For the Mushroom Cream Sauce

  • 3 cups Mushrooms Chopped
  • 3 tbsp Butter Unsalted
  • 1 sprig Rosemary
  • 3 cloves Garlic Minced
  • 1 tsp Dijon Mustard
  • 3/4 cup Heavy Cream
  • 1/4 tsp Kosher Salt


For the Stuffed Chicken Breast

  • Preheat the oven to 350 degrees. Butterfly all the chicken breasts carefully with a sharp knife. Lay a slice of goat cheese alone the length of the butterflied breast. Add in 1/4 of the chopped rosemary and close the chicken. Add a good pinch of salt and pepper. Repeat for all 4 breasts.
  • Heat a large, heavy bottom skillet over high heat. Add the olive oil. When the oil shimmers, start to saute all 4 chicken breasts. Cook on each side for about 2 minutes or until nicely golden brown. Remove from the pan and place on an aluminum foil lined baking sheet. Bake for 20 minutes or until cooked through.

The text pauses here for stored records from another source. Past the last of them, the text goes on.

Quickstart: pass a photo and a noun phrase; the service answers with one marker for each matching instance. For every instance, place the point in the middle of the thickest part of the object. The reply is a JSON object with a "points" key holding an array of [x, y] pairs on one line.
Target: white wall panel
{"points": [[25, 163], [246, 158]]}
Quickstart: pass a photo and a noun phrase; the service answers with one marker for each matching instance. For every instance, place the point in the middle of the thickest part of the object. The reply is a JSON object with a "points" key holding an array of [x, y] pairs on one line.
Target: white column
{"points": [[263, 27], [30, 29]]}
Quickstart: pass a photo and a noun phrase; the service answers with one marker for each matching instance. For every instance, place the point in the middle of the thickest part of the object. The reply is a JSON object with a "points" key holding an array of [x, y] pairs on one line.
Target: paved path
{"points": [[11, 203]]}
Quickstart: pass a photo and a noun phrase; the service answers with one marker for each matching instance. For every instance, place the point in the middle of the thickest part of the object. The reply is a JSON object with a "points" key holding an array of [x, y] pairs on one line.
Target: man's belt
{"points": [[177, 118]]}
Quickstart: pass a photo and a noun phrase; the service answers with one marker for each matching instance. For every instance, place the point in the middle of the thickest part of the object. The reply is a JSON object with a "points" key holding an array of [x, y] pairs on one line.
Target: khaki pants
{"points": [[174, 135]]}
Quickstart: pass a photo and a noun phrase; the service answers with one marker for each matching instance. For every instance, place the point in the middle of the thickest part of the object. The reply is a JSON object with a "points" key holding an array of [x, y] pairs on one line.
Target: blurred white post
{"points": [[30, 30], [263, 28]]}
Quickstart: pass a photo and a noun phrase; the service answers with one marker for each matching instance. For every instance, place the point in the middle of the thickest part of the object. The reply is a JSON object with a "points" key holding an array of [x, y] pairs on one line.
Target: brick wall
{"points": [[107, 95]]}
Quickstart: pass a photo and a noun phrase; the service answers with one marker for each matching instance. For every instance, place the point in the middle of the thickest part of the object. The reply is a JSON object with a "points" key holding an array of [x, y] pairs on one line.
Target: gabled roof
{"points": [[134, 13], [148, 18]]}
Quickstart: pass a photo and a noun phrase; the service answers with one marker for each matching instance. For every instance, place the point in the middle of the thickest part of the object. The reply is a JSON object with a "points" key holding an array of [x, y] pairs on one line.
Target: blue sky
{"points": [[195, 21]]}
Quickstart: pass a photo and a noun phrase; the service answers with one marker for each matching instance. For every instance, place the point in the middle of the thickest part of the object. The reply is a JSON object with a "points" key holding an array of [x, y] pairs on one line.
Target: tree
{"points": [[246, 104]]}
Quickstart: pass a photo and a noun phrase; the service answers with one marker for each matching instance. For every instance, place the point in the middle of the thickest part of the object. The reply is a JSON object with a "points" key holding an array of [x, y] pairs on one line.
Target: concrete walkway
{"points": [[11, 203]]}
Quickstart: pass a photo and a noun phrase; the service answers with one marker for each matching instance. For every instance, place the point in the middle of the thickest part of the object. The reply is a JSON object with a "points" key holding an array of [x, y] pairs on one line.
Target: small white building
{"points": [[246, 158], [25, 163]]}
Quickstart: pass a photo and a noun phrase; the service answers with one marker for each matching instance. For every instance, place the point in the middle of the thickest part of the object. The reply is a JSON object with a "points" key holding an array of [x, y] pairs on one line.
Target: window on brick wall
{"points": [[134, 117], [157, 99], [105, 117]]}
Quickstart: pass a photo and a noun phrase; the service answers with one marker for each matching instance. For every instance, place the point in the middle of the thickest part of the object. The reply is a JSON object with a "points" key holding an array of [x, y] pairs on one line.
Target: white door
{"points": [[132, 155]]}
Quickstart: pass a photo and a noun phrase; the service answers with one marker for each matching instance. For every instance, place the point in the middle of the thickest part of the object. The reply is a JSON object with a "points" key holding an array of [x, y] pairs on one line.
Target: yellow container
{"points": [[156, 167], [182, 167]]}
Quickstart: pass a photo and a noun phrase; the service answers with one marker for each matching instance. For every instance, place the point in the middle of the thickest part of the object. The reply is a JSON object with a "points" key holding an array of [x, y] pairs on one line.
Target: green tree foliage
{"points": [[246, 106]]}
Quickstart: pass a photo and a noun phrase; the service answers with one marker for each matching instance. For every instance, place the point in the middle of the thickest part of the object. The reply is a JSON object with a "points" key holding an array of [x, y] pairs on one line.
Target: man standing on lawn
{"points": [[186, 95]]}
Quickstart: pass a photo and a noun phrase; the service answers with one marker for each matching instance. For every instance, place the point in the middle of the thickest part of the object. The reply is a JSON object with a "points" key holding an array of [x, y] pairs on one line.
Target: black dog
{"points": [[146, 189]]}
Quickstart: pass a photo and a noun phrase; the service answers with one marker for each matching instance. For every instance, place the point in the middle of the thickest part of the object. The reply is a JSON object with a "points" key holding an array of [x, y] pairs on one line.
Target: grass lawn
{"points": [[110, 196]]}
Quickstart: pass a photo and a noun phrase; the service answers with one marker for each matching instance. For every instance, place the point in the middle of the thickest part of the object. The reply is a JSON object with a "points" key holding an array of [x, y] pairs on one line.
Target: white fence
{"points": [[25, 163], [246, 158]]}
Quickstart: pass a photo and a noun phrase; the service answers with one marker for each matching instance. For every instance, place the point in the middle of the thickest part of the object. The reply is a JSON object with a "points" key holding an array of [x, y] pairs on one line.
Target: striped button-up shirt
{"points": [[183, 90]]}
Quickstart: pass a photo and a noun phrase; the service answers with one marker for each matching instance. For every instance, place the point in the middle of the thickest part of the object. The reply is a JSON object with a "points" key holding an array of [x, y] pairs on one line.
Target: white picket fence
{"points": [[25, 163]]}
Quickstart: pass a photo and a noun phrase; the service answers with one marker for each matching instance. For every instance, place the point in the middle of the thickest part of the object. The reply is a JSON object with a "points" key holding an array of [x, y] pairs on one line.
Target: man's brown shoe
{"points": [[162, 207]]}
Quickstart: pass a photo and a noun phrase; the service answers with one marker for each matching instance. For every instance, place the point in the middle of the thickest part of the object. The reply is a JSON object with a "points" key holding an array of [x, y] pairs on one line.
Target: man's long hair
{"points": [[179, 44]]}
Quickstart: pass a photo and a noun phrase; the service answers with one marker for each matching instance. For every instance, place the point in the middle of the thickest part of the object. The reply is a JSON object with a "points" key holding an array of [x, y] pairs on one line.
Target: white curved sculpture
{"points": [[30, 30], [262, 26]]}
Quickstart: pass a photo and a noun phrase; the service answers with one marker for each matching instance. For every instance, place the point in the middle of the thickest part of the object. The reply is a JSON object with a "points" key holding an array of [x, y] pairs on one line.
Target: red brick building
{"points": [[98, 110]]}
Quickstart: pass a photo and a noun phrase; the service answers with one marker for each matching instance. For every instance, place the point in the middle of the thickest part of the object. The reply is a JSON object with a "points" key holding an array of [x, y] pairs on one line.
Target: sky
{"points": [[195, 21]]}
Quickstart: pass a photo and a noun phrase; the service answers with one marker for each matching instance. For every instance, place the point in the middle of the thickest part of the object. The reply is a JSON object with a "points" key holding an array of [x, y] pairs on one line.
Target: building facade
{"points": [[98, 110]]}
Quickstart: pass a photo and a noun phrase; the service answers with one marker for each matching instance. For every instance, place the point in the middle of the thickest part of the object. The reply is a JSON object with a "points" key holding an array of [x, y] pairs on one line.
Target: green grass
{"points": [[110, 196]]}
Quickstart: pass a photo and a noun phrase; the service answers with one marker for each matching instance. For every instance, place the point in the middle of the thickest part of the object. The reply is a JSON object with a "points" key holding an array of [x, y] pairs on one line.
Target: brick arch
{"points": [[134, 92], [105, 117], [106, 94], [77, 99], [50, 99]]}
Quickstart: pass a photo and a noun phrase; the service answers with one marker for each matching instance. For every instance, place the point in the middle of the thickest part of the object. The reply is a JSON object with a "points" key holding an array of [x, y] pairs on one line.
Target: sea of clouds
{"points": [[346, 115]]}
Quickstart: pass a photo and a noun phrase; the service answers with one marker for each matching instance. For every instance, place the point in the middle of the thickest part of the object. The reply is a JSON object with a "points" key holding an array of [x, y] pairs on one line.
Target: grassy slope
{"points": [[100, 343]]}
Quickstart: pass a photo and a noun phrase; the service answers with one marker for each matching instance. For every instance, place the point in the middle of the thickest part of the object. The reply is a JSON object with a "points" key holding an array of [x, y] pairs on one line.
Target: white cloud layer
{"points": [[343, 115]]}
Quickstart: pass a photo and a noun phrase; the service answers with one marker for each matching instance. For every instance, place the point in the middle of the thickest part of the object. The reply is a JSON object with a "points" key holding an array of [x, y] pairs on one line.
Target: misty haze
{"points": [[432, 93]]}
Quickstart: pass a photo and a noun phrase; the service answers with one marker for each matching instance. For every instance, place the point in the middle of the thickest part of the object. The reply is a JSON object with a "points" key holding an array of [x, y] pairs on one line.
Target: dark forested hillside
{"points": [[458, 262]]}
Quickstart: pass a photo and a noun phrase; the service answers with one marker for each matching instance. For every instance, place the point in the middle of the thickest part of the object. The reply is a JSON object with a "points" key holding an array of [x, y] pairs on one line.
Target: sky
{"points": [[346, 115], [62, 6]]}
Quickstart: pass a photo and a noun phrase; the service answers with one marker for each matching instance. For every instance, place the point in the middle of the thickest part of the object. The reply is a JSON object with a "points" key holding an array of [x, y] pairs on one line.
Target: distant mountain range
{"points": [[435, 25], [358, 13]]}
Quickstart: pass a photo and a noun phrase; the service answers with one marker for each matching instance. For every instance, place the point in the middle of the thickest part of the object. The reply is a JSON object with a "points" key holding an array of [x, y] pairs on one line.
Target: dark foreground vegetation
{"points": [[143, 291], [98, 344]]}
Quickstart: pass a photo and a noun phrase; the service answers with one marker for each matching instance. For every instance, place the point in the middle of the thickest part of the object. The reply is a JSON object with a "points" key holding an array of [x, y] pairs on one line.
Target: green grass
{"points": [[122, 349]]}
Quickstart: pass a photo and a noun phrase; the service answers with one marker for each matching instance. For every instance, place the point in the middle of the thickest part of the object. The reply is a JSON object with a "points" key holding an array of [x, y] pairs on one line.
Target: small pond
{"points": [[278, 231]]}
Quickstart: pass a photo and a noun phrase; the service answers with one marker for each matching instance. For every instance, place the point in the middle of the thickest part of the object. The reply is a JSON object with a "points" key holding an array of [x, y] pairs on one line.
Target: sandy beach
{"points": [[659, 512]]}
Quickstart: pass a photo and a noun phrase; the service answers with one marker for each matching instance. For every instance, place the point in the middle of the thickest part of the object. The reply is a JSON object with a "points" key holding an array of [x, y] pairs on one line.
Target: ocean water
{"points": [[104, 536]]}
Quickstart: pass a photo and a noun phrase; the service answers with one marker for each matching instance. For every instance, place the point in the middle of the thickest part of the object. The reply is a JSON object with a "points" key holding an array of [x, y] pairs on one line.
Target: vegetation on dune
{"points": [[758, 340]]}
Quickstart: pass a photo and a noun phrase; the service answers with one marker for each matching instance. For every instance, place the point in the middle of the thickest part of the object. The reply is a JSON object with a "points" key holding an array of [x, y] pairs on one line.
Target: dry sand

For the Mushroom Cream Sauce

  • Add the mushrooms directly to the pan where the chicken was cooked, still over high heat. Add the salt and rosemary. When the mushrooms have expelled most of their liquid(about 5-7 minutes), add in the butter and garlic. Reduce the heat to medium. Cook for 2 minutes, stirring frequently to prevent burning.
  • Add in the dijon mustard and cream. Cook until thickened (approximately 2-3 minutes). Taste, adjust the seasoning and set aside.
  • Once the chicken is cooked, remove from the pan and spoon the mushroom cream sauce over top. Garnish with rosemary leaves. Eat hot and enjoy!


When cutting the goat cheese, it is helpful to get your knife blade wet under hot water. It will cut easier. I've also heard that you can use dental floss to cut a goat cheese log, but I've never tried it!
If the mushroom cream sauce thickens too far (or sits for too long, which will cause it to thicken as well) you can add more butter, cream or milk over medium to low heat. Please be sparing with the amount added! Use water only if all other resources are exhausted...
If the sauce doesn't have enough acid (tastes a little flat), add in just a touch more mustard. Remember that a little goes a long way!!